Олькеницкий достал из ящика настольный блокнот и положил его перед собой.

— Так вот, — продолжал хозяин кабинета, листая блокнот, — найдешь точку опоры, а с позиции науки логики — постулат, и строишь на нем свои умозаключения. Так ведь? — И обращаясь к Измайлову: — Логику-то в реальном училище проходят?

— Да, проходят. В таком же объеме, как и в гимназиях.

— Ну вот, — председатель губчека улыбнулся, — вам легче. Значит, с общей методой логических построений еы знакомы. Но этим нельзя особенно-то обольщаться. Без практики она как земля без воды — безжизненна. Часто логика действий, практических шагов сама подсказывает, что делать дальше. Правда, эта цепь, звено, подсказывающее, в каком направлении надо идти, нередко обрывается. Но путем умозаключений, проверки разных версий, умением мыслить за своих противников, иначе говоря, умением ставить себя на место других людей удается рано или поздно отыскать недостающее звено. Разумеется, всегда при этом будет риск сорваться в яму неудачи. Но в подобных неприятных случаях надо находить в себе силу воли, быстро вскакивать на ноги, как истинный борец, которого только что пытались положить на лопатки, и не сдаваться, а бороться.

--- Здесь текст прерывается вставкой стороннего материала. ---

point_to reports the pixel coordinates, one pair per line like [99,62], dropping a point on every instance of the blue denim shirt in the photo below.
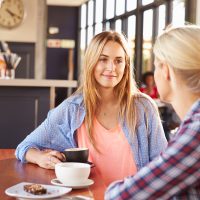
[59,129]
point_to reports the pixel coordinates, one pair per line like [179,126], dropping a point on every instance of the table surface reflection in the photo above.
[13,172]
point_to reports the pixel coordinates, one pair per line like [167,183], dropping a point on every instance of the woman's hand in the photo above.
[46,158]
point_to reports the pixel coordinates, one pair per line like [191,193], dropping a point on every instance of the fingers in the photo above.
[57,155]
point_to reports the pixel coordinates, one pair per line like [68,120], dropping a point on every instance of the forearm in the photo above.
[33,155]
[177,169]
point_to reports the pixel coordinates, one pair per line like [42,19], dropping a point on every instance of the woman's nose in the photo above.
[111,65]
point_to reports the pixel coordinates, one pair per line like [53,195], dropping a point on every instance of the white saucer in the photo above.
[77,186]
[52,191]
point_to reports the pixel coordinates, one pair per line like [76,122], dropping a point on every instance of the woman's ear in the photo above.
[166,71]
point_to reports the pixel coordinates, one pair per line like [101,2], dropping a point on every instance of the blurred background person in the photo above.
[148,87]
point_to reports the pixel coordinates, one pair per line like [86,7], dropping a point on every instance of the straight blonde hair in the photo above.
[125,90]
[180,47]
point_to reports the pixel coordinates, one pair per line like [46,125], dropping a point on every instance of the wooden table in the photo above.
[13,171]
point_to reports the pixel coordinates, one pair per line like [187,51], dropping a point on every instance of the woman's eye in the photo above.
[103,59]
[118,61]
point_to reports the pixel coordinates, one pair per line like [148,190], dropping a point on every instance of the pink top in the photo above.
[116,158]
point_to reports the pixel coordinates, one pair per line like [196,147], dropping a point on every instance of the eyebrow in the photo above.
[108,56]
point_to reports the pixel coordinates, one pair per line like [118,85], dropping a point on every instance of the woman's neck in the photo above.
[107,96]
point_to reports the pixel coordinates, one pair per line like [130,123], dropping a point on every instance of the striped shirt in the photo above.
[175,174]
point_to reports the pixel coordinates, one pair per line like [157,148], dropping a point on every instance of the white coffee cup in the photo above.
[71,173]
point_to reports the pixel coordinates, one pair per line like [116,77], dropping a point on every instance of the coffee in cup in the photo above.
[76,155]
[71,173]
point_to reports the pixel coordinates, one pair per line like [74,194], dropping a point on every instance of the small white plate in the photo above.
[52,191]
[77,186]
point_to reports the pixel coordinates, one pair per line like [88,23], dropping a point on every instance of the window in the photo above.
[120,7]
[140,20]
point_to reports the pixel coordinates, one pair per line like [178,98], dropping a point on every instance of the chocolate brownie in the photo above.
[36,189]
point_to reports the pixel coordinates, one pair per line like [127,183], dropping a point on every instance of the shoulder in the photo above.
[75,99]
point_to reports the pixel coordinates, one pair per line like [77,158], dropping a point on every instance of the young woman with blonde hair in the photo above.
[107,114]
[176,173]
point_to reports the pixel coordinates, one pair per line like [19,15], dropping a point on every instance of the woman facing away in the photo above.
[107,114]
[176,173]
[149,87]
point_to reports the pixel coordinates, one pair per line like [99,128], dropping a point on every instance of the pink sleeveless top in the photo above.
[115,160]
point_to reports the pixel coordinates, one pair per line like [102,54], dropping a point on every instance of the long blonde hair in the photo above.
[180,47]
[124,90]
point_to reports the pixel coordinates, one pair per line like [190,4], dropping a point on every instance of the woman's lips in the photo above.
[109,76]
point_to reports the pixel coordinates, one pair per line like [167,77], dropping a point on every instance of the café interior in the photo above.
[48,39]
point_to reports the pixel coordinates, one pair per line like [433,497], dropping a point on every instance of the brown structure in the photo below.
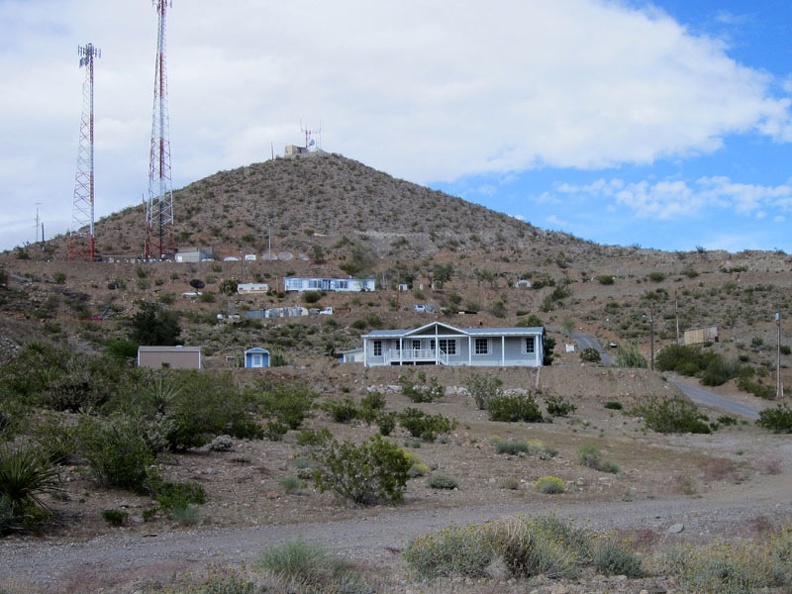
[178,357]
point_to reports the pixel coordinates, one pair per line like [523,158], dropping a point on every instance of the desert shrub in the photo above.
[310,564]
[116,452]
[629,357]
[529,548]
[777,419]
[115,517]
[288,404]
[672,415]
[420,424]
[25,475]
[290,484]
[589,455]
[517,407]
[341,411]
[550,485]
[417,467]
[420,389]
[372,472]
[441,480]
[732,568]
[590,355]
[386,422]
[559,406]
[613,558]
[483,388]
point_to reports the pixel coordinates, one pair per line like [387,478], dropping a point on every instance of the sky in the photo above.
[662,124]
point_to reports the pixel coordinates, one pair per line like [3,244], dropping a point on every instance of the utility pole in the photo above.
[779,385]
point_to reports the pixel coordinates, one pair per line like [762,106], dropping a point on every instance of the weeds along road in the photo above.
[373,539]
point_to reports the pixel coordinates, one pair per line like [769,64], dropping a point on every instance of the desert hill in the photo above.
[324,214]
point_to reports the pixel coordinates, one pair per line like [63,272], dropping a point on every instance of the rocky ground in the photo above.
[734,482]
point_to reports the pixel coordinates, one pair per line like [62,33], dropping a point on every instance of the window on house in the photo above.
[530,344]
[447,346]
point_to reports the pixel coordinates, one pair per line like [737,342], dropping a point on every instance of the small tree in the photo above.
[155,325]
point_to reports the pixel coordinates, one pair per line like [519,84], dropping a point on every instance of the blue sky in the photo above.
[665,125]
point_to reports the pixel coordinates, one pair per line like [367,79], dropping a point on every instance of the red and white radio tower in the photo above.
[82,244]
[159,208]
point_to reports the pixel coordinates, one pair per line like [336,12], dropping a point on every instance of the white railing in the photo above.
[415,356]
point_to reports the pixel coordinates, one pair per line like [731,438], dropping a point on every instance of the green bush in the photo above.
[25,475]
[630,357]
[423,425]
[518,407]
[310,564]
[559,406]
[115,517]
[386,422]
[589,455]
[672,415]
[341,411]
[450,552]
[590,355]
[288,404]
[441,480]
[777,419]
[372,472]
[483,388]
[550,485]
[116,452]
[421,389]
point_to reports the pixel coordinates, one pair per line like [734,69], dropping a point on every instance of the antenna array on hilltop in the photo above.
[82,244]
[159,208]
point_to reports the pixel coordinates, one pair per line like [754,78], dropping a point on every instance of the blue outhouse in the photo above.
[257,357]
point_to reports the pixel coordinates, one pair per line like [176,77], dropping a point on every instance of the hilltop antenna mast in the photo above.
[82,244]
[159,208]
[310,143]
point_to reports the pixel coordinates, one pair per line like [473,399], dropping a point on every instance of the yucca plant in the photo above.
[25,475]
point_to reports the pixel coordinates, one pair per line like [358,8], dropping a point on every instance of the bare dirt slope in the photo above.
[724,484]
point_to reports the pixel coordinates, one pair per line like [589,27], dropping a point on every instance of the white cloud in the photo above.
[676,199]
[406,86]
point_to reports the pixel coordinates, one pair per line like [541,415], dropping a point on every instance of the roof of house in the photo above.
[480,332]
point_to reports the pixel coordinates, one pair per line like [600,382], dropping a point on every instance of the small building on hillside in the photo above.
[297,283]
[256,358]
[173,357]
[437,343]
[701,335]
[247,288]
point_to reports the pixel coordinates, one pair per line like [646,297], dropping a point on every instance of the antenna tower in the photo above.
[159,208]
[82,243]
[310,143]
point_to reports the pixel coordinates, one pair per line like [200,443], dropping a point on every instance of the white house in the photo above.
[437,343]
[297,283]
[244,288]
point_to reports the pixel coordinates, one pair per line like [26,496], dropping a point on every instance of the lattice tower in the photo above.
[159,207]
[82,243]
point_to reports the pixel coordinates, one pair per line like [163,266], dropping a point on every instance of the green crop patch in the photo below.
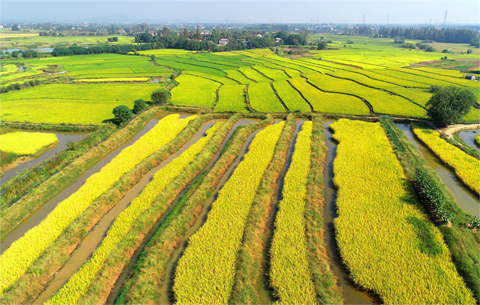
[329,102]
[381,101]
[194,91]
[231,98]
[252,74]
[262,98]
[290,97]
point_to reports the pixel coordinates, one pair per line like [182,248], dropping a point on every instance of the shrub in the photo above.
[139,105]
[160,96]
[122,114]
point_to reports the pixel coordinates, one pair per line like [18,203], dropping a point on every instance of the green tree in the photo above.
[160,96]
[139,105]
[449,104]
[122,114]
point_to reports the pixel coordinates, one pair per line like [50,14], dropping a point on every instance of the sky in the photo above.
[242,11]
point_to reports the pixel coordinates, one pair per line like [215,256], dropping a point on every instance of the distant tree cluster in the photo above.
[443,35]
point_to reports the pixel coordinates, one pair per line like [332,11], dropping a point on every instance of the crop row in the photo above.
[292,99]
[381,230]
[252,74]
[26,143]
[289,271]
[23,252]
[150,269]
[381,101]
[329,102]
[466,167]
[231,98]
[194,91]
[76,286]
[206,271]
[262,98]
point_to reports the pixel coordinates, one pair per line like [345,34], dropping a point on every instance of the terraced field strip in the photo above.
[223,80]
[445,72]
[215,244]
[239,77]
[21,254]
[290,97]
[167,61]
[466,167]
[77,285]
[190,61]
[381,101]
[381,230]
[417,96]
[289,64]
[231,98]
[195,91]
[189,215]
[276,75]
[447,79]
[252,74]
[289,270]
[262,98]
[329,102]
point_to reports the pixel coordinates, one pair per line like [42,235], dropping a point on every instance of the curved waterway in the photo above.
[468,136]
[264,290]
[466,199]
[18,166]
[93,240]
[42,212]
[128,271]
[350,292]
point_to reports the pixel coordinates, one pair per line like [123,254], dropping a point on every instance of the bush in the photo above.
[139,105]
[122,114]
[160,96]
[449,104]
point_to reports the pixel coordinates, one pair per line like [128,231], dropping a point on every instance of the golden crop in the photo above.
[15,261]
[206,271]
[76,286]
[26,143]
[387,243]
[466,167]
[289,272]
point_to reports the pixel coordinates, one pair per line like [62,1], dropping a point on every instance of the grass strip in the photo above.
[29,286]
[462,242]
[466,167]
[289,270]
[381,229]
[22,253]
[81,280]
[324,281]
[143,286]
[249,261]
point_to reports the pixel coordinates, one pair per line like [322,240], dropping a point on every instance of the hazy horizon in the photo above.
[266,11]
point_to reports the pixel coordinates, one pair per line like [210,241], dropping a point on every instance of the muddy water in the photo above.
[468,136]
[63,138]
[351,294]
[128,271]
[93,240]
[36,217]
[466,199]
[166,293]
[264,291]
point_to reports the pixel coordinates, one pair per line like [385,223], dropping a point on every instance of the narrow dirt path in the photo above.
[451,129]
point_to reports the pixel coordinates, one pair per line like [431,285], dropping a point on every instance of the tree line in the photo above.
[438,35]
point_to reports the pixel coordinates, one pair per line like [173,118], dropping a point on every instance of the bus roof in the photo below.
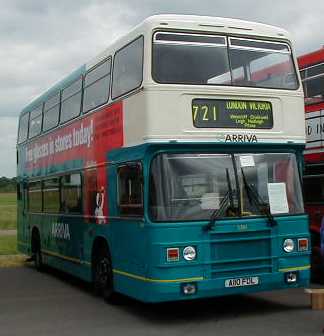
[168,21]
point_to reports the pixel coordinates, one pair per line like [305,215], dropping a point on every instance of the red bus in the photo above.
[312,73]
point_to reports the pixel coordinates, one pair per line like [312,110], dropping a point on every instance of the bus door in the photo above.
[314,200]
[126,204]
[24,231]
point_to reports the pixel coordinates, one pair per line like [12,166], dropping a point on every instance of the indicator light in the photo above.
[173,254]
[288,245]
[302,244]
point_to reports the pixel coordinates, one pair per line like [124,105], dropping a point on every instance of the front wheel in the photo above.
[103,275]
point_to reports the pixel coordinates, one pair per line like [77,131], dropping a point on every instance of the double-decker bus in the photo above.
[312,74]
[169,167]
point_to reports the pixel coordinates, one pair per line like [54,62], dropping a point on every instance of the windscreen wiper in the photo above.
[255,198]
[217,212]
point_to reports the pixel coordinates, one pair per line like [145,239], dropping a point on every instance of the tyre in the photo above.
[102,274]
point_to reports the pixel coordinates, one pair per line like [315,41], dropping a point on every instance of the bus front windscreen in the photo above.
[217,60]
[186,187]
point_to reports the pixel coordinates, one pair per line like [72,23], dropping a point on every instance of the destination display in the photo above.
[216,113]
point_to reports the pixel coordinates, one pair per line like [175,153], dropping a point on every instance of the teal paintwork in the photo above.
[233,248]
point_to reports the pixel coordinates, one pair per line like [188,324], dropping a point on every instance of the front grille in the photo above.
[236,254]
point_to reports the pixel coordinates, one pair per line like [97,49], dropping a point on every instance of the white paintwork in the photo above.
[160,113]
[163,112]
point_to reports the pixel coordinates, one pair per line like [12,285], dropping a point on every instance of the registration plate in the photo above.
[241,282]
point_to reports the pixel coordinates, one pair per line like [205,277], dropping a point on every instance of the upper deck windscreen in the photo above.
[199,59]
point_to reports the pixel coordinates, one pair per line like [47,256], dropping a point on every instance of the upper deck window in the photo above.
[51,112]
[97,85]
[35,121]
[198,59]
[128,68]
[313,82]
[23,128]
[71,101]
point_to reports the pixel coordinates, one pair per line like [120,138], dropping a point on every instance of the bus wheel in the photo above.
[102,274]
[37,253]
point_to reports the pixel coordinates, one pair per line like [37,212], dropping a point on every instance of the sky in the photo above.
[43,40]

В кабинет председателя ЧК вошла статная молодая брюнетка.

— Очень кстати, Вера Петровна, присаживайся, — сказал Олькеницкий, коротко взглянув на женщину. — Вот беседую с новым нашим сотрудником Измайловым Шамилем Максумовичем.

«Ого, — мелькнула мысль у Измайлова, — я уже сотрудник ЧК. Оперативно он решает вопросы».

Брюнетка с нескрываемым любопытством взглянула на новобранца и мягко, доброжелательным тоном произнесла:

— Прекрасно, в нашем полку прибыло, — и протянула юноше руку. — Брауде Вера Петровна.

— Заместитель председателя Казанского губчека, — добавил Олькеницкий. — Так что по многим вопросам, Шамиль, будете обращаться к Вере Петровне.

— Ясно… — кивнул головой Измайлов.

— Мы вот тут с Верой Петровной говорили об одной давнишней истине, что жизнь — это борьба, — заметил Олькеницкий, что-то опять записывая в блокнот. Затем председатель ЧК отложил в сторону ручку и взглянул в окно, словно там, за стеклом, зримо высвечена, как на экране, вся сложная анатомия жизни с ее бесконечной борьбой. — Многие люди ошибочно трактуют, представляют жизнь как борьбу лишь с внешними обстоятельствами, — продолжил свою мысль Олькеницкий.

— Это верно, — подтвердила Брауде. — Впрочем, верно и то, что многие люди вообще не ведают, точнее говоря, не понимают, что жизнь — это борьба. А другие хоть и понимают, но почему-то считают эту борьбу некой абстракцией, которая касается и должна касаться кого-то другого, но только не его самого.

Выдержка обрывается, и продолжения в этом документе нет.